One character asks, "But what happens if it doesn't work?"

I say, that's a defeatist question. That question leads to accepting the status quo. That question is a stall tactic to forestall change, for better or worse. If you're so afraid of losing that you never try to win, you'll never learn what it's like to be brave, be true, to stand (thanks again to Stephen King for the line). If you're so afraid of losing, what is it worth to win? Why not just roll over and expose your vulnerable belly to hasten the kill and make it painless?

Why try in the first place if you're not willing to risk it all for success?

Lions for Lambs asks this very question on several different levels. Personal. Professional. National. International. It asks it of a student getting ready to make the choices that will effect the rest of his life, because he is in the first steps of his adult life. It asks it of a reporter who must decide if her personal politics compare to how the nation views a war she never truly agreed with. It asks it of a senator who is, of course, looking to the White House but truly wants to end a war against an evil he cannot abide and refuses to tolerate any longer. And it asks it of two idealists in a foreign country where blood is the currency and everyone wants to know how rich you are before you die.

So yeah. I liked this movie. It made me think. It made me consider. And in surprisingly many places, it made me laugh. Surprising because it's such a serious movie to have such honest humor in so many unexpected places.

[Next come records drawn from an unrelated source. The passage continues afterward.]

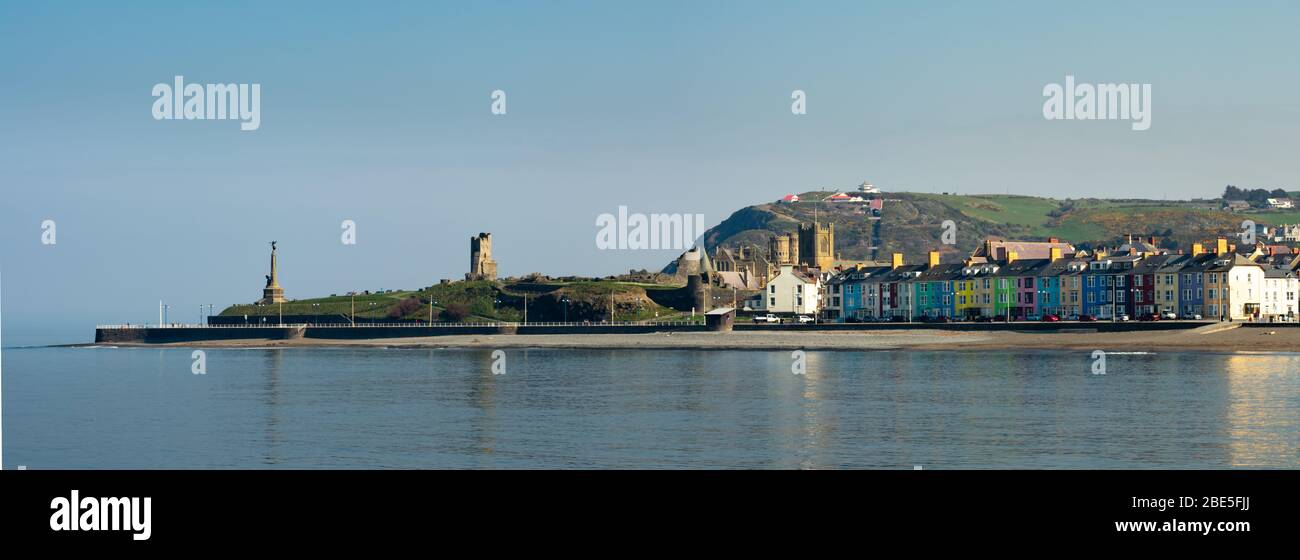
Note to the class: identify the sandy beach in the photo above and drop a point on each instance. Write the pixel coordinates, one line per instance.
(1212, 338)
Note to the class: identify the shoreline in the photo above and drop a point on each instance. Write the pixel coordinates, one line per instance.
(1212, 338)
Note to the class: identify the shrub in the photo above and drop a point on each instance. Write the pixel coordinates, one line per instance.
(404, 308)
(455, 312)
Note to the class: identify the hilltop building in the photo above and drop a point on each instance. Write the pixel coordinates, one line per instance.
(481, 267)
(272, 292)
(811, 246)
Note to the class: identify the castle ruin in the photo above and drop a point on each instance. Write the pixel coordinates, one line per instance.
(481, 267)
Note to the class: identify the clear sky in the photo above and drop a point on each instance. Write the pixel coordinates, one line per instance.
(378, 112)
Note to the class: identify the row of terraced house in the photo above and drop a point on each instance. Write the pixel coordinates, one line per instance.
(1026, 280)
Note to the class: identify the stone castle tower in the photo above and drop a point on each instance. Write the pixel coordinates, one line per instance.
(784, 248)
(272, 292)
(481, 267)
(817, 246)
(813, 244)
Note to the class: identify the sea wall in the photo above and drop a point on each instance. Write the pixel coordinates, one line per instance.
(160, 335)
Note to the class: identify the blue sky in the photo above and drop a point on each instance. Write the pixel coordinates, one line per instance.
(380, 113)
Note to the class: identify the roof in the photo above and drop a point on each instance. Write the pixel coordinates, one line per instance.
(1022, 250)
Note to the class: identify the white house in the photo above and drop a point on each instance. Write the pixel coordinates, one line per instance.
(1244, 289)
(1279, 294)
(792, 291)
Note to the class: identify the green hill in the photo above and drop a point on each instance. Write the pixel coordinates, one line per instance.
(911, 222)
(485, 300)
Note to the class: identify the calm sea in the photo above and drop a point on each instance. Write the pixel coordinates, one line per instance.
(560, 408)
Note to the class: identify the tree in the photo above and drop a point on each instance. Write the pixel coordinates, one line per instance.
(455, 312)
(404, 308)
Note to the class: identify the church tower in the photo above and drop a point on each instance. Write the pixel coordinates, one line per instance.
(272, 292)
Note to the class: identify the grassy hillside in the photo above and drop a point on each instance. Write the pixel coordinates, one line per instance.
(484, 300)
(911, 222)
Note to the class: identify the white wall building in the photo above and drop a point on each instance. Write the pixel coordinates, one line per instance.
(1246, 290)
(1279, 295)
(792, 291)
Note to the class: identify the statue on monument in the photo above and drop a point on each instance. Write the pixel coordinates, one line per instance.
(272, 292)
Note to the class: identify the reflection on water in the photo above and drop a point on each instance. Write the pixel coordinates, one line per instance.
(1261, 426)
(446, 408)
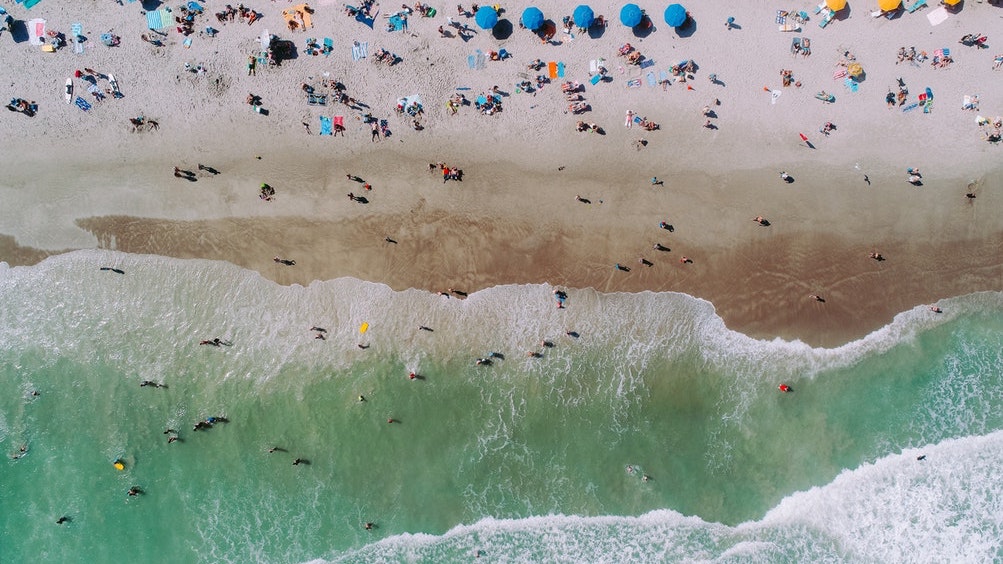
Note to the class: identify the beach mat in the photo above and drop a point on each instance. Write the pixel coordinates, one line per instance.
(360, 50)
(158, 19)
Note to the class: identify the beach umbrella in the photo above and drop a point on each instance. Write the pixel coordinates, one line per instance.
(583, 16)
(486, 17)
(630, 15)
(533, 18)
(675, 15)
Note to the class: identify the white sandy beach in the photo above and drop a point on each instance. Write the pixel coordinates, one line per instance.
(76, 179)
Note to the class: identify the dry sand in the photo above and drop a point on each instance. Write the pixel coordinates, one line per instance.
(85, 180)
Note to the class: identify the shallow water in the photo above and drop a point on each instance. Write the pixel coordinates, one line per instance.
(525, 460)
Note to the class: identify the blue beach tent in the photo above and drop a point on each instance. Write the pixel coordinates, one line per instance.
(630, 15)
(584, 16)
(675, 15)
(486, 17)
(533, 18)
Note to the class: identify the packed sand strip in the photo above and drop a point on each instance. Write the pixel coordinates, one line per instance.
(539, 201)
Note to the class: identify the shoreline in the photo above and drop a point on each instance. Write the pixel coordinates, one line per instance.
(515, 218)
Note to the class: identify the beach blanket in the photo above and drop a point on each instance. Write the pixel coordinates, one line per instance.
(158, 19)
(938, 16)
(360, 50)
(36, 31)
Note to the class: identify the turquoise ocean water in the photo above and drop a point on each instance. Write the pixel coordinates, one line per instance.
(528, 460)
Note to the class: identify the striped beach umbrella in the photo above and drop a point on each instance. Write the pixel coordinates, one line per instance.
(630, 15)
(485, 17)
(675, 15)
(584, 16)
(533, 18)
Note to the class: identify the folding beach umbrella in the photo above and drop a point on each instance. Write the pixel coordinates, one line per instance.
(533, 18)
(675, 15)
(583, 16)
(630, 15)
(485, 17)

I don't care if it wins awards. I don't care what professional reviewers think of it. I don't even care what the makers or actors thought while making it, their personal politics, their voices for or against the war.

I care what I think, and while I may not always make my voice heard, I do want to say my piece. I mean, why not? This is America. Isn't that what we're fighting for?

Saturday, November 03, 2007

Dear Charlie:

Well, that was good fun. Went down to Dad's place in the boonies and rode horses and had a weenie roast with my beloved sister and the nieces and That Man. Heh.

Now, keep in mind that I hadn't enjoyed a weenie roast since I was a kid, and I hadn't been on a horse since 1995. But it was all sorts of good fun. Devilled eggs. Slightly charred hotdogs. Relish. Chips. Marshmallows. S'mores.

Plus, the two youngest't done a bonfire before and spent quite a while tossing in more sticks and leaves and styrofoam plates and rocks and...well, you name it, they tossed it. That was pretty fun to watch.

But now I'm all wanting to ride some more. I guess it's worse than a bike, because not only do you remember how, but you want to do it all the time. Sheesh.

Good fun.

Unfortunately, every time I head for the country, I remember why I want so badly to be financially independent so I can move back. *sigh* It's quiet. Peaceful. Green and gold and red and brown and orange. Hills and valleys, meadows and forests. Hell, just the drive was a balm.

I like where I live. It's a small city, nothing like even Kansas City up north or Saint Louis to the west. But it is a city, and it has all the distasteful things I associate with cities -- too much traffic, too much noise, too many people, and too much hassle.

I was raised on a farm, and I miss it. Yeah, it was hard work, but that was the price of living on 100 acres. Of course, we were dirt poor most of the time and dad had to drive almost three hours one way every day to work to support us, but we could go outside and run around all day without irritating another single soul. We could climb trees without worrying if the "owner" would be mad. We could blow off firecrackers any time of the year, so long as they didn't scare the cows. We could have a bonfire any old time we had the brush to burn without having to get a burn permit and stand over the tiny blaze with a water hose, just in case. We could ride horses for hours without seeing the same tree twice. We could camp or not, wade in the stream or the pond or not, run around screaming our heads off without worrying about the police being called. Or not.

I like my small city, yes, because I've made it and my friends my home. But I love my country. And I want to move back to it.


One of these days. I keep telling myself.